The odds, based on large sample sizes I collect are 250:1 on a single box for a vehicle (25:1 for a batch of ten). 10% of those come as coupons (so 250:1 on a 10-box pull). 15 million SL per vehicle basically.
You’ll see some people say it’s 200:1, but these tend to be on smaller survey amounts, or ones that rely on player-self reporting, and players tend to report not getting stuff less than getting stuff, which pulls the apparent odds up.
Those odds haven’t changed significantly since they redid the interface mid-event in February, 2024. Before that it was about 500:1 for a vehicle, but ~20% of those came as coupons, so the overall coupon drop rate then was about the same as now.
All the GE lootbox stuff Gaijin appears to have been directed by legal or whatever to put precise percentages on odds this year. SL lootboxes they appear to have decided they still don’t have to.
The one “super rare” vehicle each time when they have it, which gets the “0.001%” asterisk, means it only shows up one time out of every 400 vehicles, or 100,000 boxes (since the base odds are 0.4%).

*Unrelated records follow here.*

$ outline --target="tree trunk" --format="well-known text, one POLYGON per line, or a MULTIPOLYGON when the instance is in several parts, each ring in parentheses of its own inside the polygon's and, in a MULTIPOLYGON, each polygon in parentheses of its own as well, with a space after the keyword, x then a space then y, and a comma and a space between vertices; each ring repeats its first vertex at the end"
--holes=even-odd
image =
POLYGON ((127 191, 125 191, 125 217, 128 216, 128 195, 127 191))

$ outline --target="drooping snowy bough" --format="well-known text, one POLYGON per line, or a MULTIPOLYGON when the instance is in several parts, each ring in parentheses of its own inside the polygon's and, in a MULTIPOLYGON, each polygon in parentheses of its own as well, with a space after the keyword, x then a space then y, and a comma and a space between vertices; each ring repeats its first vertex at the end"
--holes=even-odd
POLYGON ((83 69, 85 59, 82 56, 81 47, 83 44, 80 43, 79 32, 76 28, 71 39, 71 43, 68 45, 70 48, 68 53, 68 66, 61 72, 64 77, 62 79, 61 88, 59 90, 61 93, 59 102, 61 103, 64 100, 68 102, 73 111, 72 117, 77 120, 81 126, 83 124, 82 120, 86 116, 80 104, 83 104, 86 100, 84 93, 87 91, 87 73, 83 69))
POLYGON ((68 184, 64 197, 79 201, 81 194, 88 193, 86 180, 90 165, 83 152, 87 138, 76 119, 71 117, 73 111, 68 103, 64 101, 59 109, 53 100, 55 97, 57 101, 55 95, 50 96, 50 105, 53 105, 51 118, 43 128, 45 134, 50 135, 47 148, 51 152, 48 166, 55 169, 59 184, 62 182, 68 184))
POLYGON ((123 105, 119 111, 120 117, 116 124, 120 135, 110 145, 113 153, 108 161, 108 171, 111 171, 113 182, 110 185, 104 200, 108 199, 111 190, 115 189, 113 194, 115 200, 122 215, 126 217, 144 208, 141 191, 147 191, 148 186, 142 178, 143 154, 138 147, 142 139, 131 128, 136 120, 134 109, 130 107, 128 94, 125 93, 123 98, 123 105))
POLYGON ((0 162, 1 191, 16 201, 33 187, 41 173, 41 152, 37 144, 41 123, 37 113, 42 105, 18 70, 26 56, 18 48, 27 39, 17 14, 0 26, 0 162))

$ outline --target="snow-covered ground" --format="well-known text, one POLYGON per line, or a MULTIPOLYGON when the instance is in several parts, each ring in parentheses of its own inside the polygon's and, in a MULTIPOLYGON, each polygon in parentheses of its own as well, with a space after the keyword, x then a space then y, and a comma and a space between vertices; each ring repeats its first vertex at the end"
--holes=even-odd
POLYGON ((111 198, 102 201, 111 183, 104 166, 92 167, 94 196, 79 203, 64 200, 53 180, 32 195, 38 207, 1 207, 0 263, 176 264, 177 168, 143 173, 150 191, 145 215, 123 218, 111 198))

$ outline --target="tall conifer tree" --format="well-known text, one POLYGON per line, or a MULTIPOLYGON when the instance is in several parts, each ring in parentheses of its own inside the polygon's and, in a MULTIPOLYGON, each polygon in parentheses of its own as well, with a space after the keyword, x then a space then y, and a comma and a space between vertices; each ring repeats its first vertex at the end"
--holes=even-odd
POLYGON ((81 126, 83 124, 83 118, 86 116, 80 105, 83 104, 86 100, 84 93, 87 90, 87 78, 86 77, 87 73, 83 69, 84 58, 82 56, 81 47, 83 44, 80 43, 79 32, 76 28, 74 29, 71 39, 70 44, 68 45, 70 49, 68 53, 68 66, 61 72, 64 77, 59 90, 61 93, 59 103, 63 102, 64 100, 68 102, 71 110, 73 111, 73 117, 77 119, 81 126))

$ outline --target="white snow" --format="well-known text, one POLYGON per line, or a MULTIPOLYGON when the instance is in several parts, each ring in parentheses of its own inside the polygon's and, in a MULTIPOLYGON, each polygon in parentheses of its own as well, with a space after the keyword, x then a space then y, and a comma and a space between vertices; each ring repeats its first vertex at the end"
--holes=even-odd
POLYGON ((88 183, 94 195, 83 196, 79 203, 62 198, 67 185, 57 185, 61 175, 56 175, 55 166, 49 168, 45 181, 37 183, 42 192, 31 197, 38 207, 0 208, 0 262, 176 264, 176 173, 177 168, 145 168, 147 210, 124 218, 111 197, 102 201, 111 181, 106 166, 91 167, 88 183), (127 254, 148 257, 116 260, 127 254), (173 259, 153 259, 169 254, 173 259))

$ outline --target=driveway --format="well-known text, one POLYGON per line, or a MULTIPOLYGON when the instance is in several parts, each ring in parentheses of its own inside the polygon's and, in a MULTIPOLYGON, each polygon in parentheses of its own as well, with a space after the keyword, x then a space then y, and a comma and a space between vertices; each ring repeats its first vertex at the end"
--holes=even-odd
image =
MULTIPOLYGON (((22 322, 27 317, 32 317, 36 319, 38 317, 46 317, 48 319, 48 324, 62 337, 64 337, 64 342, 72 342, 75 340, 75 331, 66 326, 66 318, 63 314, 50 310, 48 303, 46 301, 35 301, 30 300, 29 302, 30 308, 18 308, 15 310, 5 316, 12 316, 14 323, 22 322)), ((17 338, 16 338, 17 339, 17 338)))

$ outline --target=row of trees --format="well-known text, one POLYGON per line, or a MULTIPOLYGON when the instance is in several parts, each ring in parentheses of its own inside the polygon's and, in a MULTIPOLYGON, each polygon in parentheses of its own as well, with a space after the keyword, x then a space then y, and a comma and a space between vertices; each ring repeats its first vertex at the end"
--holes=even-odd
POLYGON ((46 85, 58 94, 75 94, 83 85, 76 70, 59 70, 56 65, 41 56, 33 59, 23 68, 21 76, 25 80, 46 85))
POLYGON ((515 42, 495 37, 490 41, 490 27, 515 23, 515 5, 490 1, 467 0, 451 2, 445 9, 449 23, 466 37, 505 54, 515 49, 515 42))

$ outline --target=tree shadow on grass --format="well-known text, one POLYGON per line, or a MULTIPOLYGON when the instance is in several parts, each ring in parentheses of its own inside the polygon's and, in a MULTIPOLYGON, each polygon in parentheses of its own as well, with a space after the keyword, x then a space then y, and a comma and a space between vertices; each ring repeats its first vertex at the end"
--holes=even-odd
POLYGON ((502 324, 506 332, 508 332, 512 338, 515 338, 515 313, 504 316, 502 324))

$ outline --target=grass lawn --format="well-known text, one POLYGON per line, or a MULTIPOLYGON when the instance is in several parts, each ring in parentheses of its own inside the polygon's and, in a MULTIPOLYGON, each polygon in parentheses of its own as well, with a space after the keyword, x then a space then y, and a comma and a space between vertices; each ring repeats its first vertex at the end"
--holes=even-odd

It also has a coupon form, which is probably the rarest thing possible, which if we extend the 10% chance would drop at a rate of about one per million SL boxes purchased.
However… 13 IS-7s went on the market yesterday, which suggests at that drop rate (assuming a multiplier of 2 or less on how many were immediately put to sale) players bought 15-25 million SL boxes yesterday between us, removing a little over 1 trillion SL from the player economy, if that’s the actual drop rate.

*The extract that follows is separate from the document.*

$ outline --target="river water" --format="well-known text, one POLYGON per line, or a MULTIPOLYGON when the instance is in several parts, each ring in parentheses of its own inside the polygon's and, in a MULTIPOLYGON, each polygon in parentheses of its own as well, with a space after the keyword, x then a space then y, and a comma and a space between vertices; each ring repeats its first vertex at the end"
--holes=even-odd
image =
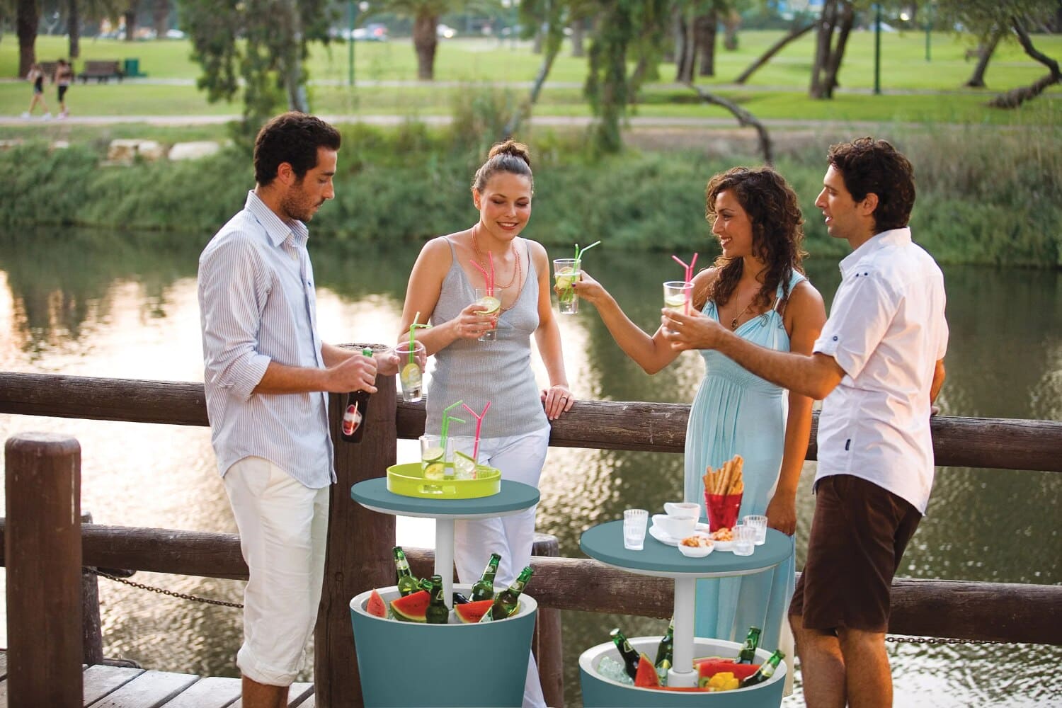
MULTIPOLYGON (((209 236, 78 229, 0 235, 0 369, 202 381, 195 266, 209 236)), ((393 342, 417 248, 340 251, 320 235, 311 248, 324 339, 393 342)), ((607 242, 584 265, 646 328, 658 322, 661 281, 681 275, 666 255, 610 253, 607 242)), ((836 261, 810 259, 807 265, 828 307, 839 280, 836 261)), ((1062 272, 944 272, 952 341, 942 413, 1062 419, 1062 272)), ((579 397, 692 399, 703 374, 700 357, 687 353, 649 377, 622 356, 585 304, 561 327, 579 397)), ((544 369, 535 366, 544 381, 544 369)), ((236 531, 205 428, 0 417, 4 439, 29 430, 64 432, 81 442, 82 507, 97 523, 236 531)), ((413 445, 399 441, 399 461, 416 459, 413 445)), ((798 498, 798 567, 811 518, 813 469, 813 463, 805 465, 798 498)), ((564 555, 581 557, 579 536, 588 526, 618 518, 629 506, 655 510, 681 497, 681 455, 551 449, 538 530, 556 535, 564 555)), ((900 575, 1062 583, 1060 504, 1058 474, 941 468, 900 575)), ((431 534, 430 522, 399 520, 398 542, 430 547, 431 534)), ((234 581, 153 573, 135 580, 233 602, 242 595, 242 583, 234 581)), ((162 671, 237 675, 239 610, 106 580, 100 585, 107 656, 162 671)), ((666 620, 565 612, 569 705, 579 705, 580 652, 607 641, 613 626, 628 636, 662 634, 666 620)), ((5 623, 0 633, 6 645, 5 623)), ((1062 705, 1059 647, 890 642, 889 655, 896 706, 1062 705)), ((309 679, 309 672, 302 678, 309 679)), ((799 676, 785 705, 802 705, 799 676)))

(Sounds crazy, I know, but then again how big is the player economy? Well, we know from Gaijin there’s 120 million games a year. If the average earning after costs from those is 10,000 SL per player, and average 30 players per game, that makes for annual SL earnings for the entire player base of ~35 trillion SL. So, 1/30 of a year’s total SL earnings, spent on boxes in one day? Not entirely implausible.)
Because people who don’t get stuff don’t talk as much about it.